Friday, November 30, 2007

Holy Varanasi


After being warned countless millions of times about what a vile and wretched place Varanasi is, I found out that everybody was wrong. Without a doubt, this ancient city is one of the most beautiful and amazing places on Earth.

After the long and trying train ride from Kolkatta, (which is known for it’s vileness and decay and I can not agree more), on a roach infested three tier coach, we were met at the station by the hotel clerk in order to avoid the so called ‘Varanasi shakedown’ of scandalous touts and potential thieving murderers. After zigzagging through the mad streets, breathing in the heavily polluted excuse for air, we were dropped off at the no vehicle zone with no porters to take us into the maze of the old city. We managed to pull our luggage through the tiny streets, avoiding the piles of sacred cow dung that dotted the path. When we reached the top of the stairs to Scindhia Ghat, I shook my head and said, “No More!” This is a land where porters are vying for your every rupee and the cost of hiring someone to carry the ugly American load down the steps is very small. But in India, that cost, say 50 rupees, is just about a hair less than the 55 rupee a day minimum wage. At the current exchange rate, it’s a fraction over a dollar. Never was a dollar better spent.

Up the tiny staircase and into the hotel room at Scindhia Guesthouse we plodded, through the room and out onto the balcony and then, (a chorus of Indian song accompanied by sacred bells) there it was, the sacred Ganges opened out into the mist and all sins became absolved in an instant. Boats dotted the river and nary a sound of an auto or motorcycle ensued because, praise Shiva, the vehicles are not allowed.

“This is the real India”, I said to my companion.

For two days I listened to the bells, I hung out and drank tea with sadhus, I walked the path along the ghats, I took a boat ride down the Ganges, I explored the tiny narrow streets which were shared by cows and a multitude of newly born puppies, I watched bodies being brought to the burning ghats and cremated, and I watched fishers fish for food and thousands of people take a daily bath of purification in the holy, horrifically polluted, sacred Mother Ganga.



A plea:

Indian Government are you listening? If you are, please take some of the country’s money (that has been unethically pilfered away into Swiss bank accounts) and build the badly needed sewage treatment plants that are needed to restore the Ganges to health. That is my request.

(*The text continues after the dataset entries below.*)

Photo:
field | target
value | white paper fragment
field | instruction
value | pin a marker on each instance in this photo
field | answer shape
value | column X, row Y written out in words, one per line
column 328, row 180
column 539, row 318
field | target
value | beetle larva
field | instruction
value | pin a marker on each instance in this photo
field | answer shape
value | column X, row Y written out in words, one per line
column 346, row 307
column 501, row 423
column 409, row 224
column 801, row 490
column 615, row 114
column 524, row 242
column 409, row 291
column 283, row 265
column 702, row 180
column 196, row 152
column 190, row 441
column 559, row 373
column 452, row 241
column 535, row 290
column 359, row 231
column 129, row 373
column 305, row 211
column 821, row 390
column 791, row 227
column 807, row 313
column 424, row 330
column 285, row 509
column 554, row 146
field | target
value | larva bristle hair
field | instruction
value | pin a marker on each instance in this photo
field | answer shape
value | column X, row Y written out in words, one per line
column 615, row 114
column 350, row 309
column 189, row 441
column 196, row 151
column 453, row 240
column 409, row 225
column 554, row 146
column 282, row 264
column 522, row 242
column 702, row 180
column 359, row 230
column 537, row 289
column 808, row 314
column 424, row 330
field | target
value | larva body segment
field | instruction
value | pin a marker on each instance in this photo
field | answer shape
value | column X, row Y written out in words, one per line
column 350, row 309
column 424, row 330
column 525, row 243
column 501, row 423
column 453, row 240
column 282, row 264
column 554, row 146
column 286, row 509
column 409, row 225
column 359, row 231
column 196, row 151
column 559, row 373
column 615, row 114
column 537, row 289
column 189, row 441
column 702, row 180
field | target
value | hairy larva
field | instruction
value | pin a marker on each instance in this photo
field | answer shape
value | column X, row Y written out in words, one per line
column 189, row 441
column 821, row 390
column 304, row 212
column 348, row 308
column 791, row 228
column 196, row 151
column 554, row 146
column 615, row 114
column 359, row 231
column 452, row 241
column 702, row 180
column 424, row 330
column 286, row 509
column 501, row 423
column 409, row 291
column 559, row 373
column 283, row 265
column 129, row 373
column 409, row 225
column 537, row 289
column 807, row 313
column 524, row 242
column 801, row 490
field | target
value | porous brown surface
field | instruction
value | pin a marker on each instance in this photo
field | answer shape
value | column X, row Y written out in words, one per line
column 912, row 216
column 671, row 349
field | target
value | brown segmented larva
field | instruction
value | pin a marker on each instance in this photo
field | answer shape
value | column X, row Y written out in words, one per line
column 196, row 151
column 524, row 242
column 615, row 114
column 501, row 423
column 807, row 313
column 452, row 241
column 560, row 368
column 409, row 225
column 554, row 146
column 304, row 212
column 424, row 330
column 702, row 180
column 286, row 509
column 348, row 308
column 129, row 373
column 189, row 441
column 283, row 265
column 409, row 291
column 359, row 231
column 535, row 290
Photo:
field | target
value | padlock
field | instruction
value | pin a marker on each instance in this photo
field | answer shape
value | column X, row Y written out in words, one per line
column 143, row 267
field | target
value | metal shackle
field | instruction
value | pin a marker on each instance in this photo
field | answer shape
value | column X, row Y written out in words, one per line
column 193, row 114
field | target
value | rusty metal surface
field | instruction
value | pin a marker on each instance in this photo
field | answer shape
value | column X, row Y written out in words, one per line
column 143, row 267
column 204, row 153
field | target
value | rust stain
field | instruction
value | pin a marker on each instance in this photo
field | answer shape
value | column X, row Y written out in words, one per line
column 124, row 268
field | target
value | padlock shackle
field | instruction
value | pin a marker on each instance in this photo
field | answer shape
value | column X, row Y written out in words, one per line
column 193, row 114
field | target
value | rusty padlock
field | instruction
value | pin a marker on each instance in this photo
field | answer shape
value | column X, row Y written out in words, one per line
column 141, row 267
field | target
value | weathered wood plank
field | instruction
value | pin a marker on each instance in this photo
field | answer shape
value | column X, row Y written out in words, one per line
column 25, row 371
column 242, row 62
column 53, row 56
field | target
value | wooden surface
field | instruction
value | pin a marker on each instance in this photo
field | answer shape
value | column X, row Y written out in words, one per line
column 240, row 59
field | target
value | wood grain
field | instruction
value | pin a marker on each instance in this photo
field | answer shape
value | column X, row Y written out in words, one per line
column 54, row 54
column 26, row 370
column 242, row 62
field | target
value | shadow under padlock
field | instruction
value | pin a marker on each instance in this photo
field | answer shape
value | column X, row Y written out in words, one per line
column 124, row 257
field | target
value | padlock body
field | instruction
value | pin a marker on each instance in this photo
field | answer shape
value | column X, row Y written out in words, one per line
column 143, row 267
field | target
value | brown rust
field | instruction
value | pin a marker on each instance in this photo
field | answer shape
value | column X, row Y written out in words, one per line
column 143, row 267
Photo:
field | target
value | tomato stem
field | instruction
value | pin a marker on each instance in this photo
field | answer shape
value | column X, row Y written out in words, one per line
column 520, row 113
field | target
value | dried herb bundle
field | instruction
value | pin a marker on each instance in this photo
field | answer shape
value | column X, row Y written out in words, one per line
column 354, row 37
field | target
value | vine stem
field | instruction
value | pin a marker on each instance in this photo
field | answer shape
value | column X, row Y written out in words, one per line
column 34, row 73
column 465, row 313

And while you are at it, please continue on the path of enlightenment and fix the water problems, roads, wiring and other basic infrastructure that are in such a sorry state of disrepair all over India. Oh, and as long as I’m asking please continue to demand education for the 800 million folks who are badly in need of some, who are obviously clever yet are not given the time of day by those in power. Give them medical facilities, and staff those facilities with doctors and nurses and medicine. Is that so much to ask considering how much money India is making these days?

Why India? Why do you have to be such a mess? You have such amazing potential, why should you be allowed to just crumble away into dust?